Today it was announced that as the company collapses into administration all UK Toys R Us stores will be closing. This is probably the end of Toys R Us, given that the Toys R Us in the US have already announced closing down their stores.

Every Toys R Us store in the UK will be closing over the next six weeks, meaning that 100 locations and 3,000 jobs will be lost. 25 stores have already closed their doors, or will be closing them as of Thursday, with some staff only able to receive 90% of their pension as a result.

Last month Moorfield Advisory, administrators, were appointed to begin winding down the company in the aftermath of an unpayable £15 million tax bill. Joint Administrator, Simon Thomas, said that he’s approached 120 different interested parties, with around six interested in buying the business as a whole and the rest interested in purchasing the remaining stock.

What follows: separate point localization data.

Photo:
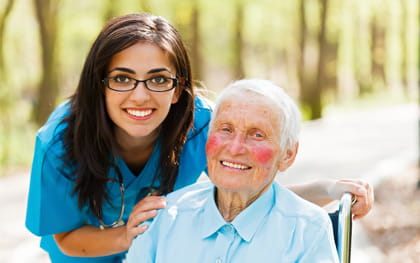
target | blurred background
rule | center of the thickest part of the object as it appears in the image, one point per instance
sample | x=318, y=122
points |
x=348, y=63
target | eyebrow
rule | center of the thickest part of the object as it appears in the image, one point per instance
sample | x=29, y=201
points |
x=128, y=70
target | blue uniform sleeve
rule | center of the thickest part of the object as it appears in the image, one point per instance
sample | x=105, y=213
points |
x=193, y=156
x=143, y=248
x=52, y=207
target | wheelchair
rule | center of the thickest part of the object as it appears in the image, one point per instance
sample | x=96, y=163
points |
x=342, y=224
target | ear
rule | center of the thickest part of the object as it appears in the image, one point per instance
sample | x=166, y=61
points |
x=288, y=158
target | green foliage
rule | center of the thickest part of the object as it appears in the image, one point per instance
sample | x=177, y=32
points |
x=271, y=50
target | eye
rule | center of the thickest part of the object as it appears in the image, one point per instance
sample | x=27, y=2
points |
x=257, y=134
x=122, y=79
x=159, y=80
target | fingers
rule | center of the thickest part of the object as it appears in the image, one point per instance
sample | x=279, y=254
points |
x=144, y=210
x=364, y=202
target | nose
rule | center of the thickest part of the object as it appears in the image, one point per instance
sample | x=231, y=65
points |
x=140, y=94
x=237, y=145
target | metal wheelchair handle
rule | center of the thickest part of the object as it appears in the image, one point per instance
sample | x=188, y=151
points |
x=345, y=228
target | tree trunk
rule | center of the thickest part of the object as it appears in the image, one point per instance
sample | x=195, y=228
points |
x=46, y=14
x=197, y=60
x=301, y=57
x=6, y=97
x=378, y=55
x=404, y=55
x=3, y=19
x=238, y=42
x=316, y=98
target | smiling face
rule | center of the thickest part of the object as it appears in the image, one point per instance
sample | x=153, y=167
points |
x=140, y=112
x=243, y=147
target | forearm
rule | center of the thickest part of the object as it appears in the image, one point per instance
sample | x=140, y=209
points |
x=90, y=241
x=316, y=192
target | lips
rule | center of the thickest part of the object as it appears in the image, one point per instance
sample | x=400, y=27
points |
x=235, y=165
x=139, y=113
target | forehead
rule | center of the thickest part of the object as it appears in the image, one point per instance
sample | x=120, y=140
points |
x=250, y=107
x=140, y=54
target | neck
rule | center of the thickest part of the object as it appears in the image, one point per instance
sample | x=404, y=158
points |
x=231, y=204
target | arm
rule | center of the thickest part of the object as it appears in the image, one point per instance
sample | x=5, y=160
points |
x=91, y=241
x=322, y=192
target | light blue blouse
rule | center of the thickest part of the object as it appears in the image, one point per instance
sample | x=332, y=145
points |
x=53, y=208
x=277, y=227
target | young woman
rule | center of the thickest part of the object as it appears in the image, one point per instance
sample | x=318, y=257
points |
x=133, y=130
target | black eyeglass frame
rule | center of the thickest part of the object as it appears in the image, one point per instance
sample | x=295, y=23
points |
x=105, y=81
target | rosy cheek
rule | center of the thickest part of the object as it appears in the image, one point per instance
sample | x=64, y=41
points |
x=263, y=154
x=212, y=145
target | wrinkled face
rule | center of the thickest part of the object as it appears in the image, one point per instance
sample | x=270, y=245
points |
x=243, y=147
x=140, y=112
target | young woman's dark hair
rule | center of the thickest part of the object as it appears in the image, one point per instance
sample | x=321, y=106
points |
x=89, y=138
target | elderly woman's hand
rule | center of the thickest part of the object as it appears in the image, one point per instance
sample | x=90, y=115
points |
x=363, y=192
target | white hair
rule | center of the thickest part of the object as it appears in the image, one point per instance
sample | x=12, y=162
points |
x=287, y=110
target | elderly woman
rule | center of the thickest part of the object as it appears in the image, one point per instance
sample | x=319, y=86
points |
x=242, y=215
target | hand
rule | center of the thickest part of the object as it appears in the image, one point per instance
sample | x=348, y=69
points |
x=144, y=210
x=362, y=191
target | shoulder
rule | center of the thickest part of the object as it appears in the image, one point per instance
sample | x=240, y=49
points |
x=202, y=115
x=292, y=206
x=190, y=197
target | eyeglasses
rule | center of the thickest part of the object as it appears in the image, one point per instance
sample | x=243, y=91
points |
x=123, y=83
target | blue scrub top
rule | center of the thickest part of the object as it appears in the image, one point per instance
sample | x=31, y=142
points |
x=53, y=208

However, Thomas said that in the end the company has been too hard to sell. There are a number of complications which buyers would need to work around. The company name, for example, would be hard to obtain since it is owned by the American parent company. Additional services offered by subsidiaries would also require any buyer to negotiate new terms and make alternate arrangements, making things even more complicated than most buyers want them to be.

Any remaining stock in stores is being discounted even further to encourage sales, so consumers have a change to grab some real bargains over the next six weeks.

The Administrators say that the company has outstanding liabilities of about £300 million, around £70-90 million of which is a shortfall in pension funding. The US parent company filed for bankruptcy in September and will begin closing its 800 stores this week.

In 2005 the company was purchased by a group of investors which included KRR and Bain Capital, earning them around $5 billion in debt. Interest payments on this debt crippled the company, at points reaching $400 million a year.

With some retailers moving entirely to online storefronts Toys R Us is another name on the long list of victims of the changing market. The company were in a particularly bad position as the high street became more of a focus for all consumer needs, since most of their locations were on trade estates out of the way of other stores.